Gilberto Cavallini, il ’nero’ della strage di Bologna, resterà semilibero. A Terni, dove di giorno lavora e di sera torna a essere detenuto. Mancano ancora i requisiti per la concessione di quella libertà condizionale chiesta dall’ex Nar, "prematura" per il tribunale di Sorveglianza di Perugia, sebbene il suo "lodevole" percorso di riabilitazione. Ma i giudici, oltre a rigettare l’istanza di Cavallini – discussa dall’avvocato Luca Brufani che lo rappresenta con Gabriele Bordoni e Alessandro Pellegrini –, hanno rimandato al mittente anche la richiesta di revoca della semilibertà dei pm Antonello Gustapane e Antonella Scandellari. La Procura, infatti, il 3 febbraio nell’inviare a Perugia copia della sentenza di primo grado di condanna all’ergastolo del ’nero’, aveva chiesto se fosse idoneo proseguire con la semilibertà o se aggravarla con il carcere. Sia "in virtù della gravità del reato" di strage, sia per il "comportamento processuale connotato da un’assoluta mancanza di resipiscenza", persistendo nel fornire "una versione del modo in cui ha trascorso il 2 agosto 1980 con i correi Fioravanti, Mambro e Ciavardini", definita dalle sentenze "un falso alibi". Prova, sempre per i pm, di una "devianza criminale non compatibile con la misura alternativa".

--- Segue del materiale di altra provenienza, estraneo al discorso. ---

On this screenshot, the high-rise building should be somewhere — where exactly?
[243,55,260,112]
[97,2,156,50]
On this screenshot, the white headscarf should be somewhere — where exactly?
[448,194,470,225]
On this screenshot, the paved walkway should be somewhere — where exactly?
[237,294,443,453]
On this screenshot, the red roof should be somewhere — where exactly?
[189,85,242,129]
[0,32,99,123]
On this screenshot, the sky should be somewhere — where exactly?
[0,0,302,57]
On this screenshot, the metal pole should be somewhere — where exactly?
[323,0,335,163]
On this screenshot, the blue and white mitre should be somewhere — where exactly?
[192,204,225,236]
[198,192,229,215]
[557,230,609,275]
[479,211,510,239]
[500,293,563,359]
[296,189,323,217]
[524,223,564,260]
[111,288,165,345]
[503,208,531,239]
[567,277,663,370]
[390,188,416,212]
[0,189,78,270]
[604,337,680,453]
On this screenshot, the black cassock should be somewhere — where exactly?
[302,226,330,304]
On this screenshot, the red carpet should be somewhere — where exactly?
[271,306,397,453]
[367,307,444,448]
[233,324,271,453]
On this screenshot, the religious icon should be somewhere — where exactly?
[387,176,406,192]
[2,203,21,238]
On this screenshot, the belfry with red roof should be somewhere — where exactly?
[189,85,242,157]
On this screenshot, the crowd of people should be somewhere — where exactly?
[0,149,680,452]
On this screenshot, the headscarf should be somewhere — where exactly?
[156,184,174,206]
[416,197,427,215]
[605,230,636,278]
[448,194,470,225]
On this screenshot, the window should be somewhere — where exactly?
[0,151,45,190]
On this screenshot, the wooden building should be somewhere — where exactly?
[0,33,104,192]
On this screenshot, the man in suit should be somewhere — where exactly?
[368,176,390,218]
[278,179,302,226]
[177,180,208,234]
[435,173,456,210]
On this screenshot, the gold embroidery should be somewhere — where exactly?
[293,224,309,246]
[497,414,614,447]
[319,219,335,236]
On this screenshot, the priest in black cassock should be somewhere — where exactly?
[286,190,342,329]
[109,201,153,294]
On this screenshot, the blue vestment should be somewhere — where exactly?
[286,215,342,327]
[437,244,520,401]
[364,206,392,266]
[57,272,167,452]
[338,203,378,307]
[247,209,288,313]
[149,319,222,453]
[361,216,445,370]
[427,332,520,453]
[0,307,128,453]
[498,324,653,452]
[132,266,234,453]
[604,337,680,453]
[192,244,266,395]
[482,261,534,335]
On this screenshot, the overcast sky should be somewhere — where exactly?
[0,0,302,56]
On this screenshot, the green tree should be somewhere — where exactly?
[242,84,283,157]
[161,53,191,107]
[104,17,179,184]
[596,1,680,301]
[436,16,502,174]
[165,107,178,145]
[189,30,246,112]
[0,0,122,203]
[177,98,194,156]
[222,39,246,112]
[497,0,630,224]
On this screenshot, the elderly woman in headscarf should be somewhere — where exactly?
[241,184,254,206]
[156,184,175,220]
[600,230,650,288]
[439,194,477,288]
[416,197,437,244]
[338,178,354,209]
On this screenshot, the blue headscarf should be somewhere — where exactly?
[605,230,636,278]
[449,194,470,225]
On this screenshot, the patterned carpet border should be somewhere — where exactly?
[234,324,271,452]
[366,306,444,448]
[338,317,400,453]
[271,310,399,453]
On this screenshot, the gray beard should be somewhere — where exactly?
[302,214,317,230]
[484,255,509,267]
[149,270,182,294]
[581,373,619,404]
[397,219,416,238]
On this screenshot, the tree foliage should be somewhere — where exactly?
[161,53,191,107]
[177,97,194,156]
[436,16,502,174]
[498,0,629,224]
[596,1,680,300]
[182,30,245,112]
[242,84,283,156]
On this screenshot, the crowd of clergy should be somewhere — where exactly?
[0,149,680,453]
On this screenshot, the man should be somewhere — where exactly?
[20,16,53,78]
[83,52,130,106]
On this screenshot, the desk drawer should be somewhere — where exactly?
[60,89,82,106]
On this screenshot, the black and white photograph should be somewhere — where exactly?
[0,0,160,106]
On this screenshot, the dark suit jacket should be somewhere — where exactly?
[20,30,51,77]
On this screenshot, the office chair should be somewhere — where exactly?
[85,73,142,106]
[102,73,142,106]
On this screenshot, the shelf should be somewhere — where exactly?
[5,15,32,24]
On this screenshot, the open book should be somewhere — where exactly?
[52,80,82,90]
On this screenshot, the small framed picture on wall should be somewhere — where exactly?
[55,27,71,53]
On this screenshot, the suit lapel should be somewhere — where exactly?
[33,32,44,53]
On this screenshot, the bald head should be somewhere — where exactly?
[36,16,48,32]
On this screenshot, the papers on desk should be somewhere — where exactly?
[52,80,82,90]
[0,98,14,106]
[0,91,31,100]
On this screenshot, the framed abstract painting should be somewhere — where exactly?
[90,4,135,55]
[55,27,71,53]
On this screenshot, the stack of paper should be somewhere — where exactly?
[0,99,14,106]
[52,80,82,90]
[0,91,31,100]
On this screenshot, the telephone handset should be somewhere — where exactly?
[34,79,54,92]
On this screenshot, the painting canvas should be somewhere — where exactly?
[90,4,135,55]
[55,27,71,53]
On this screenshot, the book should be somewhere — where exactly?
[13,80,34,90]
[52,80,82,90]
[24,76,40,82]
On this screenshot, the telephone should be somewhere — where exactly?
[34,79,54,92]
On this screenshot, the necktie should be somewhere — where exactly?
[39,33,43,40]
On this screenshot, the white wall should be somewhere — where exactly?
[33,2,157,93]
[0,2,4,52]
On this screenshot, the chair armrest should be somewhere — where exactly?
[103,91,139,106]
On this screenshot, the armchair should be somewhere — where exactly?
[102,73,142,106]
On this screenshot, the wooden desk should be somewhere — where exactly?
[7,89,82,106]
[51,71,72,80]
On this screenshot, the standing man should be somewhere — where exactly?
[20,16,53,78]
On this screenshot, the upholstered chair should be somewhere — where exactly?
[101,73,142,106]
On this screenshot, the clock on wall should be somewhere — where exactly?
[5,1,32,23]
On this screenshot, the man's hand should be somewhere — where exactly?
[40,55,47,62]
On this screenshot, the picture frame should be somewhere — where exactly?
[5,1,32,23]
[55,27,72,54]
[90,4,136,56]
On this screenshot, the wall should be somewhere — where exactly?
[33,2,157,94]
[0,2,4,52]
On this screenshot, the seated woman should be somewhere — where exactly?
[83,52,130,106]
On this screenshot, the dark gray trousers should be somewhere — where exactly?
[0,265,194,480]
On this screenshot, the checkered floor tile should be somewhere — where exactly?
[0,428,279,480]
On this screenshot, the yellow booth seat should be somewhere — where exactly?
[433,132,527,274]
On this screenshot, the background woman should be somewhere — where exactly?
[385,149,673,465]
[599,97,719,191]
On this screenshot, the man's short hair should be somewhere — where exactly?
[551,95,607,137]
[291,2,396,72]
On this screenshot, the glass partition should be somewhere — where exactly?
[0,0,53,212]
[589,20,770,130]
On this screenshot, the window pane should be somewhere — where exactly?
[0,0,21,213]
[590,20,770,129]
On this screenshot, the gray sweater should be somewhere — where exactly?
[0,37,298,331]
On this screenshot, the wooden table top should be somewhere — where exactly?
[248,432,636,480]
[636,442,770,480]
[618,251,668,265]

Cavallini, detenuto dal 1983 e condannato a vari ergastoli, iniziò nel ’95 a fruire di permessi premio, con una prima concessione della semilibertà nel 2001. Misura revocata nel 2003 per una serie di violazioni in materia di armi e ricettazione. Il suo percorso "intramurario" riprese con buona lena, nel 2013 la laurea con lode in Lettere e nuovi benefici e uscite per ragioni familiari e di lavoro. Da Perugia però, nel 2018 arrivò una prima bocciatura alla libertà condizionale, nonostante i suoi correi, Fioravanti e Mambro, liberi dal 2004 e dal 2008.

Condizioni che, per i giudici umbri, non esistono ancora per Cavallini per via di "un grave vulnus del rapporto fiduciario tra il comportamento del semilibero e organi di trattamento". Per la sussistenza di una "zona d’ombra" per aver taciuto su una serie di argomenti nel processo sulla strage, pur nel "suo pieno diritto di difesa". Lasciando trasparire ancora, 40 anni dopo, "un senso di appartenenza che ancora lo spinge a parlare di ’noi’, riferibile ai Nar", piuttosto che di "un ’io’ che abbia fatto i conti con quanto avvenuto". Il suo percorso è contrassegnato da "lodevoli iniziative", come il volontariato o le donazioni alle vittime del terrorismo. Ma nonostante la sua "significativa presa di distanza" dalle vecchie scelte sanguinarie, e il suo impegno per "pace e giustizia", manca l’ultimo passo per la libertà.